A quick look with Happy Piri that ended up being a day

Happy Piri left prison in 2010. He was serving a 25 year sentence for armed robbery, murder and illegal possession of firearms and ammunition.

“I know so many people in Soweto that fixed shoes and sold tomatoes in shops. If you go outside you will find so many of them who can repair cars and build. I knew that when I got out I had to do something unique. Something that not many people can do.”

During his time in prison Piri completed his Matric. Rather than get a degree he decided that he would spend his last few years in prison making learning a practical skill. He chose to spend his time learning how to make candles.

“I can only think of two places in the whole of Soweto, there is a gogo that makes candles from reused wax. But so far I am the only one who can make them from scratch.”

Piri sold his first set of candles a few hundred meters down the street from his step mothers house in Soweto. The local Spaza shop owner, a Pakistan gentlemen said Piri, was amazed at the quality. He sold a small box of plain yellow wax candles to the man.

Piri in his candle making office.
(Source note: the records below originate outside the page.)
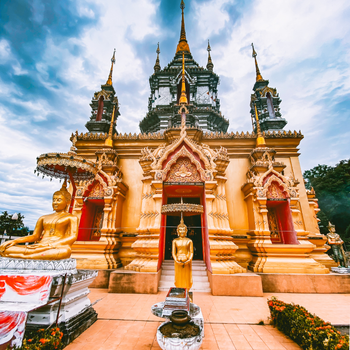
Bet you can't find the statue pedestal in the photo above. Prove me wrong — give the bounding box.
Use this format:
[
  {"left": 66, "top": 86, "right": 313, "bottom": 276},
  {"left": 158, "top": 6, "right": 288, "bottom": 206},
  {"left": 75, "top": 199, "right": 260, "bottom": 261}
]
[
  {"left": 152, "top": 288, "right": 204, "bottom": 350},
  {"left": 0, "top": 258, "right": 97, "bottom": 346}
]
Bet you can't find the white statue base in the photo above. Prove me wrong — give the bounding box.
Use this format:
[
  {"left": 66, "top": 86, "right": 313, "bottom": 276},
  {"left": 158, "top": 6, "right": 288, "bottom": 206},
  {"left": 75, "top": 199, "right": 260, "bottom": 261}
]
[
  {"left": 331, "top": 267, "right": 350, "bottom": 274},
  {"left": 0, "top": 258, "right": 97, "bottom": 347},
  {"left": 152, "top": 302, "right": 204, "bottom": 350}
]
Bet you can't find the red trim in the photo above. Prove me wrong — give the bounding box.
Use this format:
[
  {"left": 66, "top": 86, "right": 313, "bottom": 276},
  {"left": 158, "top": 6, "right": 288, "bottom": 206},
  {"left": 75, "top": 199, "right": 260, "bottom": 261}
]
[
  {"left": 267, "top": 199, "right": 300, "bottom": 244},
  {"left": 202, "top": 186, "right": 212, "bottom": 272},
  {"left": 157, "top": 194, "right": 168, "bottom": 271},
  {"left": 158, "top": 184, "right": 212, "bottom": 272},
  {"left": 68, "top": 173, "right": 77, "bottom": 214},
  {"left": 77, "top": 199, "right": 104, "bottom": 241}
]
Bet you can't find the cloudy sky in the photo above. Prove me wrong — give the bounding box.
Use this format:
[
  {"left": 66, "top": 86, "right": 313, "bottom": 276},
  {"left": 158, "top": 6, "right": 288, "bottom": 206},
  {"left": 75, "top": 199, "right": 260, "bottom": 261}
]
[{"left": 0, "top": 0, "right": 350, "bottom": 228}]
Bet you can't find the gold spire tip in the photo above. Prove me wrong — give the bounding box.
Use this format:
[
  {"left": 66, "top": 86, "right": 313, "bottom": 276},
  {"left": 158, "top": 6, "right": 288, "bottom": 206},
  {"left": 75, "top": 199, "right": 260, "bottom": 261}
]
[
  {"left": 252, "top": 43, "right": 264, "bottom": 81},
  {"left": 176, "top": 0, "right": 191, "bottom": 53},
  {"left": 106, "top": 49, "right": 115, "bottom": 85},
  {"left": 179, "top": 52, "right": 188, "bottom": 105}
]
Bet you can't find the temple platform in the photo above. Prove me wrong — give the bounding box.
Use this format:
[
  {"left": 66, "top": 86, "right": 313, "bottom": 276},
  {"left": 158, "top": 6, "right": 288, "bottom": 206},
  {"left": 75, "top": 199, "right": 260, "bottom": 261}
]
[
  {"left": 89, "top": 269, "right": 350, "bottom": 297},
  {"left": 66, "top": 289, "right": 350, "bottom": 350}
]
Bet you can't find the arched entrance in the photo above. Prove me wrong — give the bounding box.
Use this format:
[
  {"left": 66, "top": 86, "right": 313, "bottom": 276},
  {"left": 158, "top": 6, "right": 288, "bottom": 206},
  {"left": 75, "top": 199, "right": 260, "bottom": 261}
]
[
  {"left": 163, "top": 183, "right": 205, "bottom": 260},
  {"left": 158, "top": 156, "right": 209, "bottom": 268}
]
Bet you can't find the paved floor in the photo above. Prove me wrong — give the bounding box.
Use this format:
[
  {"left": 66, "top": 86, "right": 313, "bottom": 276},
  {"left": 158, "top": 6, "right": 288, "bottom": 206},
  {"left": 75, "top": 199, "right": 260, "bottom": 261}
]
[{"left": 66, "top": 289, "right": 350, "bottom": 350}]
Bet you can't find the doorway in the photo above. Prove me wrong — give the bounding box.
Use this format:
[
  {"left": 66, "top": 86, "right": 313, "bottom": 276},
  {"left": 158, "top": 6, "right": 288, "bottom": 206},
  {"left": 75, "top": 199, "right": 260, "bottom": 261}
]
[{"left": 164, "top": 197, "right": 203, "bottom": 260}]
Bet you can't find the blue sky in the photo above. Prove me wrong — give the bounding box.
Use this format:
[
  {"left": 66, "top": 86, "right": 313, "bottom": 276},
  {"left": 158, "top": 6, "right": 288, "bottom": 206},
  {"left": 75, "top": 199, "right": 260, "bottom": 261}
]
[{"left": 0, "top": 0, "right": 350, "bottom": 227}]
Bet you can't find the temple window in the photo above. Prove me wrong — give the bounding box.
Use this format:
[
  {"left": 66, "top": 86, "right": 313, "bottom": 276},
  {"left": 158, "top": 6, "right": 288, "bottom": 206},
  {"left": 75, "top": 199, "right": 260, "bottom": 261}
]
[
  {"left": 266, "top": 181, "right": 299, "bottom": 244},
  {"left": 177, "top": 79, "right": 190, "bottom": 104}
]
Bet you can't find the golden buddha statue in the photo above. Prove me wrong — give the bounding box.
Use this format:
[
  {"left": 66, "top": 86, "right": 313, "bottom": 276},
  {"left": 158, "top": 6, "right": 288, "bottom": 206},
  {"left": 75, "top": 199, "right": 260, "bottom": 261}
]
[
  {"left": 172, "top": 218, "right": 193, "bottom": 290},
  {"left": 327, "top": 222, "right": 348, "bottom": 267},
  {"left": 0, "top": 182, "right": 79, "bottom": 260}
]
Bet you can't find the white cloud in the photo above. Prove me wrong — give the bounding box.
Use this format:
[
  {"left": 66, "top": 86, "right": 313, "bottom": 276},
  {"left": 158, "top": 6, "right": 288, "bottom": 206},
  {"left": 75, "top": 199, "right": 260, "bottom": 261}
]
[{"left": 193, "top": 0, "right": 350, "bottom": 168}]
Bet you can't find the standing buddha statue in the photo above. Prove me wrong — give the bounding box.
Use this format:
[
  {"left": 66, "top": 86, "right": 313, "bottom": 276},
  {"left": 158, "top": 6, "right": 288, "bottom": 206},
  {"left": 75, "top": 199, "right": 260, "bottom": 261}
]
[
  {"left": 0, "top": 182, "right": 79, "bottom": 260},
  {"left": 327, "top": 222, "right": 348, "bottom": 267},
  {"left": 172, "top": 218, "right": 193, "bottom": 290}
]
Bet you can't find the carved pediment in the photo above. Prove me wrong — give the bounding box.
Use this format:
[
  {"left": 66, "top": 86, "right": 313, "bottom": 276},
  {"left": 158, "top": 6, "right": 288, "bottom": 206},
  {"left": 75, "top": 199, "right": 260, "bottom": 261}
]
[{"left": 165, "top": 157, "right": 201, "bottom": 182}]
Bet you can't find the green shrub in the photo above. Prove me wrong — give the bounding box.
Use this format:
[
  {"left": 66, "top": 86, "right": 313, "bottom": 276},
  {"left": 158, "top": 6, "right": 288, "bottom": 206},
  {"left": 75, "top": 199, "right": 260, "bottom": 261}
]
[
  {"left": 267, "top": 297, "right": 349, "bottom": 350},
  {"left": 9, "top": 327, "right": 63, "bottom": 350}
]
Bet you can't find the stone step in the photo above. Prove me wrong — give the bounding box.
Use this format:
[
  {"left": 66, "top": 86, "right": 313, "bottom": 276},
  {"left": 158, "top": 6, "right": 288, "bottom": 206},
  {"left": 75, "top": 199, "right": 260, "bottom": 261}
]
[
  {"left": 158, "top": 260, "right": 211, "bottom": 293},
  {"left": 160, "top": 275, "right": 208, "bottom": 283},
  {"left": 162, "top": 260, "right": 206, "bottom": 266},
  {"left": 162, "top": 265, "right": 207, "bottom": 271},
  {"left": 158, "top": 286, "right": 211, "bottom": 293},
  {"left": 162, "top": 270, "right": 207, "bottom": 276},
  {"left": 158, "top": 281, "right": 211, "bottom": 292}
]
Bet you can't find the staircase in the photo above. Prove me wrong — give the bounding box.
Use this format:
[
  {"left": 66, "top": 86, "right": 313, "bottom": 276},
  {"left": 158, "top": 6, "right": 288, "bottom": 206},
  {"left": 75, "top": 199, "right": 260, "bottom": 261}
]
[{"left": 158, "top": 260, "right": 211, "bottom": 293}]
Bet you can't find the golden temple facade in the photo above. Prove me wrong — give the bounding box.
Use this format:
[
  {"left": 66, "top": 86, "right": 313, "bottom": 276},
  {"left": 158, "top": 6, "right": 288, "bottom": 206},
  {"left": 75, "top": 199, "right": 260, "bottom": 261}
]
[{"left": 40, "top": 1, "right": 335, "bottom": 294}]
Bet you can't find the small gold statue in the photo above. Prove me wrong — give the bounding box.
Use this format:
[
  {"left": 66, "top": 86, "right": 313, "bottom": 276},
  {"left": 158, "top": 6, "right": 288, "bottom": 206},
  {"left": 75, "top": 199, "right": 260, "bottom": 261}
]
[
  {"left": 172, "top": 218, "right": 193, "bottom": 290},
  {"left": 327, "top": 222, "right": 348, "bottom": 267},
  {"left": 0, "top": 182, "right": 79, "bottom": 260}
]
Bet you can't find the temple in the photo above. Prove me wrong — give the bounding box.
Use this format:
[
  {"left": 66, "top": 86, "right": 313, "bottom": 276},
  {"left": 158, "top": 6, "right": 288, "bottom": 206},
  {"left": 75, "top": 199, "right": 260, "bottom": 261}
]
[{"left": 45, "top": 1, "right": 335, "bottom": 295}]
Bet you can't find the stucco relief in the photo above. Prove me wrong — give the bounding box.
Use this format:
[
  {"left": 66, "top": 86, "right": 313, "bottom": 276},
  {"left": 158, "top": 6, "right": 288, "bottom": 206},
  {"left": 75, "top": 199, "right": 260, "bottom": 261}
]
[{"left": 165, "top": 157, "right": 202, "bottom": 182}]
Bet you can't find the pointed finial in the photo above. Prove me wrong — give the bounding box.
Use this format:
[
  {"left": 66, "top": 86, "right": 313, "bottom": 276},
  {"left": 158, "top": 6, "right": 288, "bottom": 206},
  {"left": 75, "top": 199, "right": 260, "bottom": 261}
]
[
  {"left": 254, "top": 102, "right": 266, "bottom": 147},
  {"left": 154, "top": 43, "right": 161, "bottom": 72},
  {"left": 106, "top": 49, "right": 115, "bottom": 85},
  {"left": 105, "top": 105, "right": 115, "bottom": 147},
  {"left": 207, "top": 39, "right": 214, "bottom": 71},
  {"left": 252, "top": 43, "right": 264, "bottom": 81},
  {"left": 176, "top": 0, "right": 191, "bottom": 53},
  {"left": 179, "top": 52, "right": 188, "bottom": 105}
]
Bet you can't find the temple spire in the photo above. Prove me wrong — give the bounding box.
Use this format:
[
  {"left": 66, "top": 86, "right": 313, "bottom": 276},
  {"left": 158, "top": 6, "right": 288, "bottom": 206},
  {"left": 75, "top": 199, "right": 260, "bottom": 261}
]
[
  {"left": 176, "top": 0, "right": 191, "bottom": 53},
  {"left": 154, "top": 43, "right": 161, "bottom": 72},
  {"left": 254, "top": 102, "right": 266, "bottom": 147},
  {"left": 105, "top": 106, "right": 115, "bottom": 147},
  {"left": 252, "top": 43, "right": 264, "bottom": 81},
  {"left": 179, "top": 52, "right": 188, "bottom": 105},
  {"left": 207, "top": 39, "right": 214, "bottom": 71},
  {"left": 106, "top": 49, "right": 115, "bottom": 85}
]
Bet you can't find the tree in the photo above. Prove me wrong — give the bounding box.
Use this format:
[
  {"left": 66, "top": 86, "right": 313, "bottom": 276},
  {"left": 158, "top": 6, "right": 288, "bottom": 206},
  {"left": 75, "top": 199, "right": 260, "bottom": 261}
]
[
  {"left": 304, "top": 159, "right": 350, "bottom": 245},
  {"left": 0, "top": 211, "right": 28, "bottom": 236}
]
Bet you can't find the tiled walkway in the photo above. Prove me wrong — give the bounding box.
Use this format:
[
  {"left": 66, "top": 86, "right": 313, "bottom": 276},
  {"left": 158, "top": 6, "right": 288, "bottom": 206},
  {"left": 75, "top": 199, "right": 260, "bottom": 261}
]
[{"left": 66, "top": 289, "right": 350, "bottom": 350}]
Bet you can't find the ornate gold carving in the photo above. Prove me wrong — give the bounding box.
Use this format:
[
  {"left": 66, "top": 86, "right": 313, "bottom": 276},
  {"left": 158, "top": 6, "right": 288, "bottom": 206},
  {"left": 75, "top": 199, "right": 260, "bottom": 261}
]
[
  {"left": 162, "top": 146, "right": 211, "bottom": 182},
  {"left": 35, "top": 153, "right": 97, "bottom": 180},
  {"left": 162, "top": 203, "right": 203, "bottom": 214},
  {"left": 89, "top": 182, "right": 104, "bottom": 198},
  {"left": 166, "top": 158, "right": 202, "bottom": 182},
  {"left": 266, "top": 181, "right": 287, "bottom": 199},
  {"left": 92, "top": 207, "right": 103, "bottom": 238}
]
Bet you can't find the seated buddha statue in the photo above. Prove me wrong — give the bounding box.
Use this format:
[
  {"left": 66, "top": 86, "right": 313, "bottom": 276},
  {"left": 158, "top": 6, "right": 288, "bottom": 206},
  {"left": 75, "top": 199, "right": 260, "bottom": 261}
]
[
  {"left": 0, "top": 182, "right": 79, "bottom": 260},
  {"left": 172, "top": 218, "right": 193, "bottom": 290}
]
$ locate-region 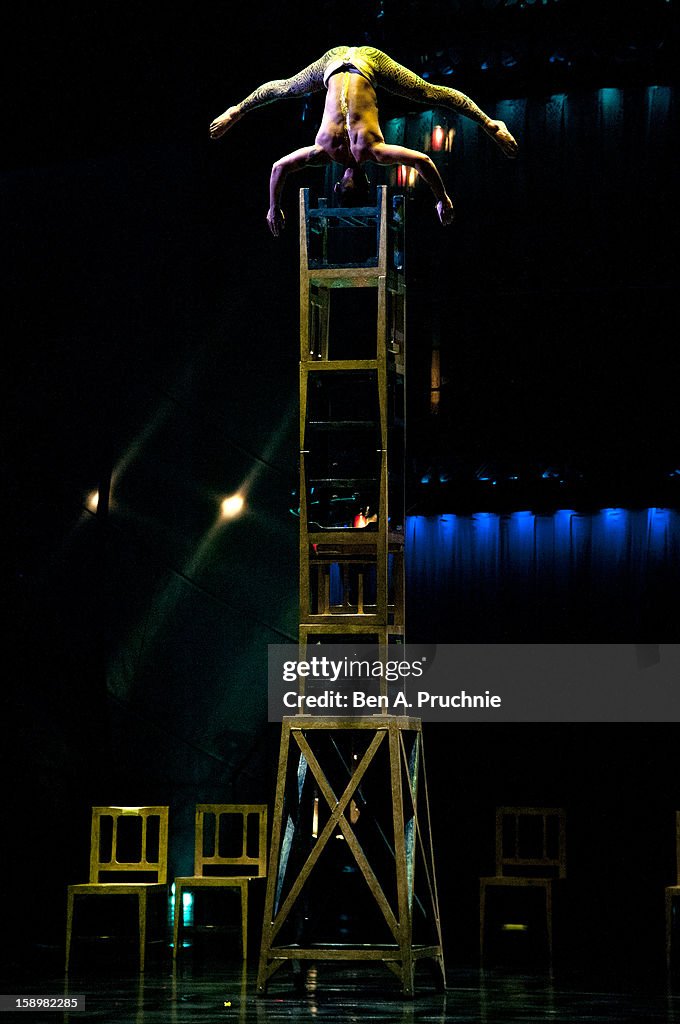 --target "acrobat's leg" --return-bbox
[360,46,517,157]
[210,46,347,138]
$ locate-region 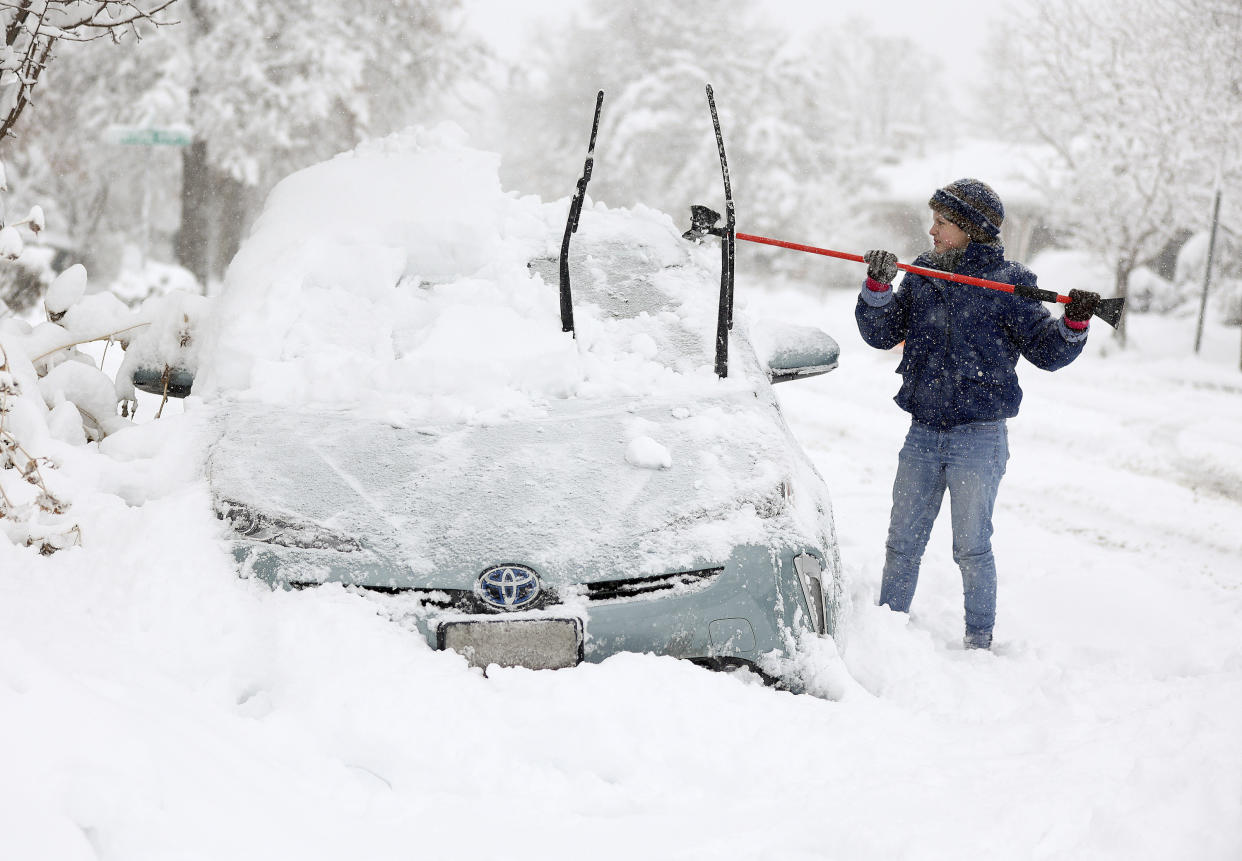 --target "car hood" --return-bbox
[209,393,794,588]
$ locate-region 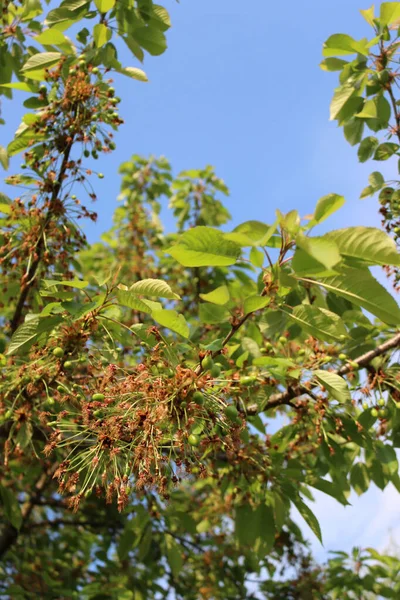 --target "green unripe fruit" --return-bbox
[239,375,257,385]
[192,392,204,406]
[188,433,200,446]
[201,354,214,371]
[53,346,64,358]
[210,365,221,377]
[224,404,239,421]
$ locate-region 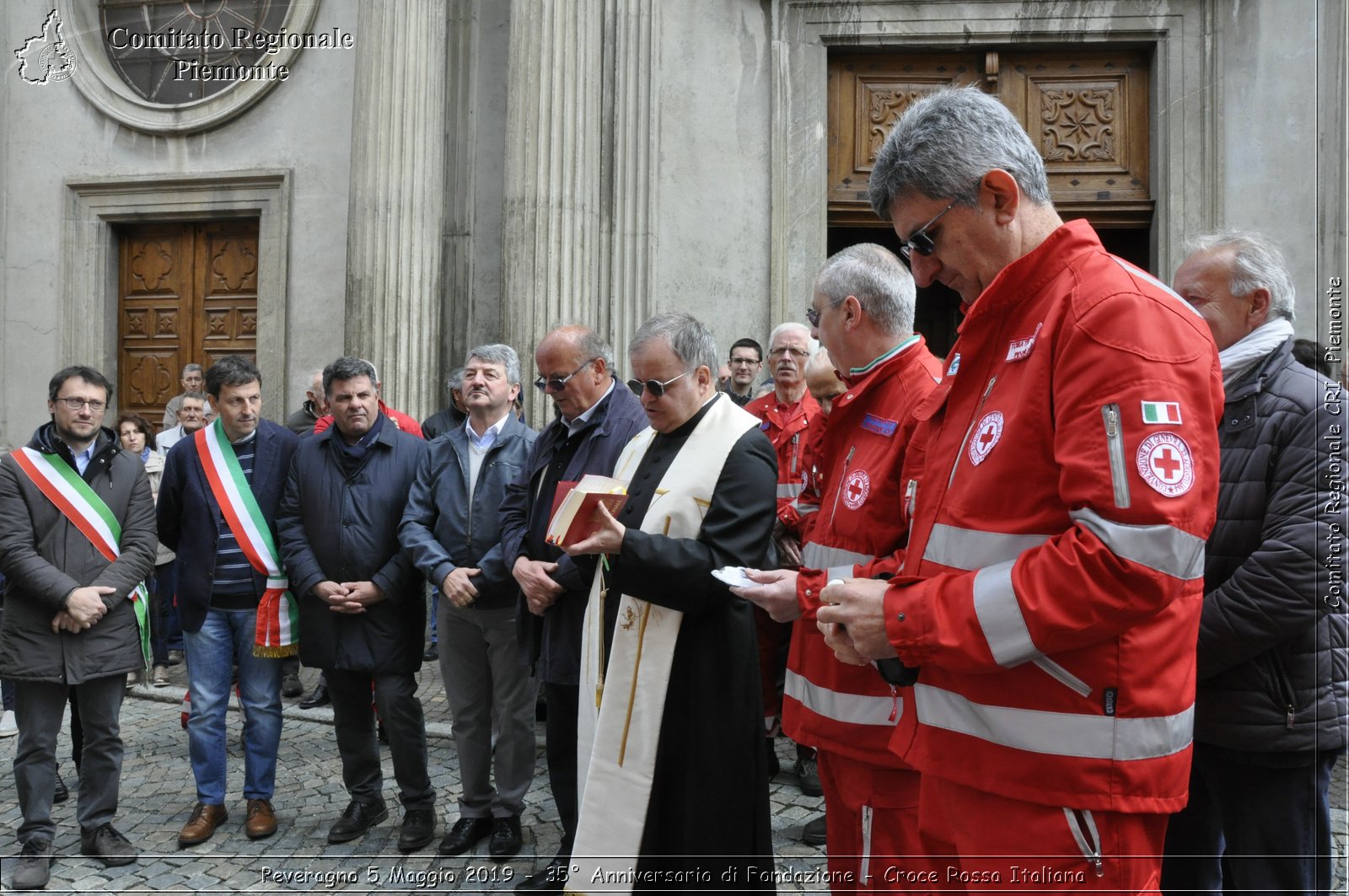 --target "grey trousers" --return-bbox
[324,669,436,810]
[438,597,535,818]
[13,673,126,844]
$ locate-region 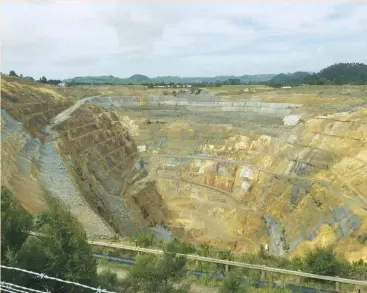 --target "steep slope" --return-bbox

He thinks the small room is large compared to the size of room he was staying in prison. In here he can only make a few candles a day. But he hopes to save enough money to further his business to make 300 a day.
The room is supplied by NICRO who allow him to work here for a small fee once he had left prison.

“Soon everyone wanted me to make candles for them. I cannot go down the street without someone asking me to make them a set.”

In spite of his relevant success things are not easy.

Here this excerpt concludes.